Relative gene expression of skeletal white muscle pax7 (A), pcna (B), myf5 (C), myod1 (D), myog (E), mrf4 (F), mstn2 (G), mlc2a (H) and mlc2b (I) in gilthead sea bream during the fasting and refeeding experiment. The postprandial period is shown in grey and the time in hours. Data are shown as means ± SEM (n = 6). Letters indicates significant differences (p < 0.05) by one-way ANOVA, LSD and Tukey HSD test.

Figure 4

Relative gene expression of skeletal white muscle capn1 (A), capn2 (B), capns1a and capns1b (C), capn3 (D), ctsda (E), ctsl (F), mafbx (G), murf1 (H) and ub and n3 (I) in gilthead sea bream during the fasting and refeeding experiment. The postprandial period is shown in grey and the time in hours. Data are shown as means ± SEM (n = 6). Letters indicates significant differences (p < 0.05) by one-way ANOVA, LSD and Tukey HSD test.

Figure 5

Representative blot and densiometric protein levels of skeletal white muscle Ctsd (A) and Ctsl (B) in gilthead sea bream during the fasting and refeeding experiment. Each protein was analyzed in cropped membranes of different Western blots along with other proteins (data not shown). The intensity of each specific band was normalized by the total transferred protein. The postprandial period is shown in grey and the time in hours. Data are shown as means ± SEM (n = 6). Letters indicates significant differences (p < 0.05) by one-way ANOVA, LSD and Tukey HSD test.

Figure 6

Relative gene expression of bone total igf1 (A), igf1a (B), igf1b (C), igf1c (D), igf1ra (E) and ghr1 and ghr2 (F) in gilthead sea bream during the fasting and refeeding experiment. The postprandial period is shown in grey and the time in hours. Data are shown as means ± SEM (n = 6).

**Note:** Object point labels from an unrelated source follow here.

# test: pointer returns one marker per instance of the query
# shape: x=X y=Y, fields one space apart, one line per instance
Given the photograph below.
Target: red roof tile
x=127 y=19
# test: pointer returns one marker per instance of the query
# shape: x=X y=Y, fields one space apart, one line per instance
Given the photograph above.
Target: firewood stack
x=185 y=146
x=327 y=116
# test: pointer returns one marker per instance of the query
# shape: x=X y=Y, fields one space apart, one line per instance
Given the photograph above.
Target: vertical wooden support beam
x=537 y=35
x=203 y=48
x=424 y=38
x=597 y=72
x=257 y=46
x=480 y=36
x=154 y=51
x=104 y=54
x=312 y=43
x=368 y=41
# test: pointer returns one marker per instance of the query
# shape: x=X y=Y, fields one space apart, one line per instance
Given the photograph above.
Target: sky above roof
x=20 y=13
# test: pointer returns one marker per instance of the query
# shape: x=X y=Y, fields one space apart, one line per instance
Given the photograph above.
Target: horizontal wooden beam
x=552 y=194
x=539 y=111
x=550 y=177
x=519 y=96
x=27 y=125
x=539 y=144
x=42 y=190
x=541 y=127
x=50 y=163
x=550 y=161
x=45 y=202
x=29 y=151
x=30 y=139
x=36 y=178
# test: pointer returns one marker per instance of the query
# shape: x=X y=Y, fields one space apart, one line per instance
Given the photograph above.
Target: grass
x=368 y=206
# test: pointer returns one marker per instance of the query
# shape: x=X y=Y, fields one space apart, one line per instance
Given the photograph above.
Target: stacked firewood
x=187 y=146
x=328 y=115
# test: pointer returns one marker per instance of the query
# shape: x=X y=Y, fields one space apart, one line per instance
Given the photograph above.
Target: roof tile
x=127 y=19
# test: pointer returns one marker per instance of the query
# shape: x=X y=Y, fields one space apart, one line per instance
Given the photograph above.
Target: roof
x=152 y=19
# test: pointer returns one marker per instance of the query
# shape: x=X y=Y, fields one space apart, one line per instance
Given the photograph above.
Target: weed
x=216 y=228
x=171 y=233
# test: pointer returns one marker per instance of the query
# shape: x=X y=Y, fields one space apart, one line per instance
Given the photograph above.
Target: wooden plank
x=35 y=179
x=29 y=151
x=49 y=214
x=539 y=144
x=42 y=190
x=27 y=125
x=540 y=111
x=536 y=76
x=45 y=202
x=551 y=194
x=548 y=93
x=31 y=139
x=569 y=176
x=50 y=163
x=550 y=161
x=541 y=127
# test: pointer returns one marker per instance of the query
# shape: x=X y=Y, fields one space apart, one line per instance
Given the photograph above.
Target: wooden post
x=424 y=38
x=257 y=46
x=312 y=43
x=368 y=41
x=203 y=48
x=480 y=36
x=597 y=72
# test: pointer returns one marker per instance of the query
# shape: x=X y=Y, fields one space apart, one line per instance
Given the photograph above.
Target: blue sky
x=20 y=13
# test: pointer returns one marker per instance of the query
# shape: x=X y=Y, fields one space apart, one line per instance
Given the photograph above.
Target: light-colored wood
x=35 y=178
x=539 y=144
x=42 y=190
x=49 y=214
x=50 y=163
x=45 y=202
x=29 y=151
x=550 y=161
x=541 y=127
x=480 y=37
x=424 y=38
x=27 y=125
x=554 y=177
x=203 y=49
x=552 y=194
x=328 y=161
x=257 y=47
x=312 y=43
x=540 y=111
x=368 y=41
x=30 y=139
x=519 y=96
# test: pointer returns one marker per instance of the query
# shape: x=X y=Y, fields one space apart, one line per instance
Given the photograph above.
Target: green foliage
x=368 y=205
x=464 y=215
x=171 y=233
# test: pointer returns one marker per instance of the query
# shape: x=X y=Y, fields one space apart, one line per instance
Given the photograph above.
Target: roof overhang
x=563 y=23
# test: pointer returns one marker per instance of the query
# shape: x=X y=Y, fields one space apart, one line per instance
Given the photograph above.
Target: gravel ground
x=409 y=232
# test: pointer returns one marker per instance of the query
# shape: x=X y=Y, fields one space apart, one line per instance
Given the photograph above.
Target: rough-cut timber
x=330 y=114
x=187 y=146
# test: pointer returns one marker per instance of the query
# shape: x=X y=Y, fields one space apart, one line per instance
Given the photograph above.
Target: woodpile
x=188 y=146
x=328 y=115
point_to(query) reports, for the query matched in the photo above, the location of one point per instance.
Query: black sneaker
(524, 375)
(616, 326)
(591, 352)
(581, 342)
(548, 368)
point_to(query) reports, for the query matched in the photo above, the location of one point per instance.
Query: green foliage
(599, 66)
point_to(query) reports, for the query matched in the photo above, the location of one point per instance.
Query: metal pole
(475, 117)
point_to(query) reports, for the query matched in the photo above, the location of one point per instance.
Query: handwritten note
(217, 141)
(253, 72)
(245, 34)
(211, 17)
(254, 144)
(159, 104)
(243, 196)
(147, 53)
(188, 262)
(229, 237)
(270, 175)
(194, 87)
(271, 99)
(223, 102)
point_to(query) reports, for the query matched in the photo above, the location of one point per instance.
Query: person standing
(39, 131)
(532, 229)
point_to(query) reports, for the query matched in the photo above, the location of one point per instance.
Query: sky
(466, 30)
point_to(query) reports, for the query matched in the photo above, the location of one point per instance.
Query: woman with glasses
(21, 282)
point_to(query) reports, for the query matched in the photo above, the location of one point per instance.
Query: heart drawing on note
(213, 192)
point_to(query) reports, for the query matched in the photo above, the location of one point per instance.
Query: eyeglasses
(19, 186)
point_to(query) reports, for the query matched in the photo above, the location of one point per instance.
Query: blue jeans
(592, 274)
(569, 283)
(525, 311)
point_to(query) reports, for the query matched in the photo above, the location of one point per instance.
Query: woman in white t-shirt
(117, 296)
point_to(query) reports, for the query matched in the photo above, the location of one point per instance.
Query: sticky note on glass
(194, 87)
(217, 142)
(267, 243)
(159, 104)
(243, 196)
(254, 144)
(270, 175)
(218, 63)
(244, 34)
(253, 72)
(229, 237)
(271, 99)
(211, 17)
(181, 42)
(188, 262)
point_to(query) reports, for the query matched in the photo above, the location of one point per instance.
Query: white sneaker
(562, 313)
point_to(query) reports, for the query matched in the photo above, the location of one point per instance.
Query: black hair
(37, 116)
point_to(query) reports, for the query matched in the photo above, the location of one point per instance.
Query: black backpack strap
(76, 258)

Letters indicates significant differences (p < 0.05) by one-way ANOVA, LSD and Tukey HSD test.

Figure 7

Relative gene expression of bone runx2 (A), fib1a (B), col1a1 (C), ocn (D), on (E), ctsk (F), mmp9 (G), myod2 (H) and mstn2 (I) in gilthead sea bream during the fasting and refeeding experiment. The postprandial period is shown in grey and the time in hours. Data are shown as means ± SEM (n = 6). Letters indicates significant differences (p < 0.05) by one-way ANOVA, LSD and Tukey HSD test.

Figure 8

Schematic representation of the proposed changes occurring during early refeeding in gilthead sea bream. The Gh/Igf system recovers the synthetizing role with the Gh plasma levels still elevated activating now the hepatic expression/secretion of igf1, in parallel with the progressive up-regulation of the anabolic system components (ghr1, igf1, igf2 and igfbp5b). This condition contributes to the activation of the myogenic (pax7, myf5, myod1 and mrf4) and osteogenic (runx2, fib1a, col1a1 and on) genes, while downregulates the proteolytic (mafbx and murf1) and osteoclastogenic (ctsk) genes in muscle and bone, respectively. This early stage of refeeding may require a fine regulation of the different molecules involved, being myostatin a good candidate for bone and muscle crosstalk to assure harmonic musculoskeletal growth. P: pituitary; L: liver; WM: white muscle; B: bone.